Seri üretim materyalleri normalde birbirinin aynıdır ve en ufak bir değişiklik bile hata olarak kabul edilir. İşlevi net biçimde bellidir. Ancak Hortense La Calvez ve Mathieu Goussin, bu ürünlerden enstelasyonlar yapıp, onların doğasına aykırı bir ortamda, su altında yeniden yaratıyor.

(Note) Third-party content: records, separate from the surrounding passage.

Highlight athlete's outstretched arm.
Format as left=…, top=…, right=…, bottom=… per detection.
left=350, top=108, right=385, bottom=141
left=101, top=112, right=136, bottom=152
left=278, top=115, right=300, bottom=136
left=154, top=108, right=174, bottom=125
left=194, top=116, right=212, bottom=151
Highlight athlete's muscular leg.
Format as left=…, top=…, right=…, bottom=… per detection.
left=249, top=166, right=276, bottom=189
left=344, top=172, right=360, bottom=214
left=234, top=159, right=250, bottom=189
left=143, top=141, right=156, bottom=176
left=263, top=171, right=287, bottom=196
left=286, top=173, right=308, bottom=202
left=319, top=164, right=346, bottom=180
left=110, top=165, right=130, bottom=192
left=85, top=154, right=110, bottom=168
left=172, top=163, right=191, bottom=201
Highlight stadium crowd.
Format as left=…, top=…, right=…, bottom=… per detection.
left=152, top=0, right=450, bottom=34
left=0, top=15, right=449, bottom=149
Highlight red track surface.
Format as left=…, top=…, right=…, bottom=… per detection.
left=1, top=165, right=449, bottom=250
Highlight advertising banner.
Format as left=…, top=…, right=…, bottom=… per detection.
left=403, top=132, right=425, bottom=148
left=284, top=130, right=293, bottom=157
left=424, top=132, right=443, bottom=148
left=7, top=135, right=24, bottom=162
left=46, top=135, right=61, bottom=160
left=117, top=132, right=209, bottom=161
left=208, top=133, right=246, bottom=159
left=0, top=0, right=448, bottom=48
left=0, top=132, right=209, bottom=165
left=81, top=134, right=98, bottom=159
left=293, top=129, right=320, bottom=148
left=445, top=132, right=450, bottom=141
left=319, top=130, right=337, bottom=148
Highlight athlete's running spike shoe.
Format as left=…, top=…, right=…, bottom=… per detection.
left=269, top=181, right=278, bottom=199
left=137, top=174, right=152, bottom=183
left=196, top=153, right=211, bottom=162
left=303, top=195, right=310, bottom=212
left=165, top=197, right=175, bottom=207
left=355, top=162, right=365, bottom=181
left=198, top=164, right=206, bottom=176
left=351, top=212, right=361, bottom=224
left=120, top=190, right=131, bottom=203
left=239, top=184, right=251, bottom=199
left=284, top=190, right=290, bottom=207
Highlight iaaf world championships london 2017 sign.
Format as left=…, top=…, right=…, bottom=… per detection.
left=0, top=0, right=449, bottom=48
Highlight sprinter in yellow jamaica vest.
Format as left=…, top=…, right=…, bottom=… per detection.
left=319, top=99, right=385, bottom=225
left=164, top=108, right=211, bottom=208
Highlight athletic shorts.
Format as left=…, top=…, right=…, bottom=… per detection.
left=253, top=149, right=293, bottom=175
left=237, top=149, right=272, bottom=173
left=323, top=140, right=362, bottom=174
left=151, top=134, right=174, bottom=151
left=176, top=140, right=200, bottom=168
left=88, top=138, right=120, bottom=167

Yakın bir gelecekte aşırı endüstrileşmenin daha da büyük sorunlar çıkaracağı aşikar. Buna rağmen tüketime olan sürekli teşvik içinde de seri üretimin azalması pek mümkün görünmüyor. Geri dönüştürülebilir üretimin çok sınırlı olması, haliyle çevre kirliliğine de yol açıyor. Bu bağlamda çalışma, atık haline gelebilecek ve hatta denizleri kirletebilecek ürünleri dönüştürüp, sanki sualtı dünyasının bir parçasıymış gibi görünen yapılara çeviriyor. Farklı bir amaçla bir araya gelişleri ve suyun altındaki duruşları, bu malzemeleri başkalaşmış ve evrilmiş bir canlıya dönüştürmüş gibi gösteriyor. Karada üzerlerine etkiyen yer çekiminin yerine suyun kaldırma kuvveti onları ilgi çekici kılsa da, aslında yabancı bir dünyaya uyum sağlayan farkı bir tür gibi. Bu halleriyle yavaş, ağırlıksız gibi görünen estetik nesneler yeryüzündeki hızlı, düşüncesizce üretilen ve tüketilen halleri ile tamamen çelişkililer.
La Calvez ve Goussin, çalışmalarında fotoğrafl ve enstelasyon gibi farklı disiplinleri bir arada kullanarak bir anlatım kurguluyor. Roman Signer'in konsept mimarileri ve Susanna Majuri'nin şiirsel fotoğraflarından ilham aldıklarını söylüyorlar.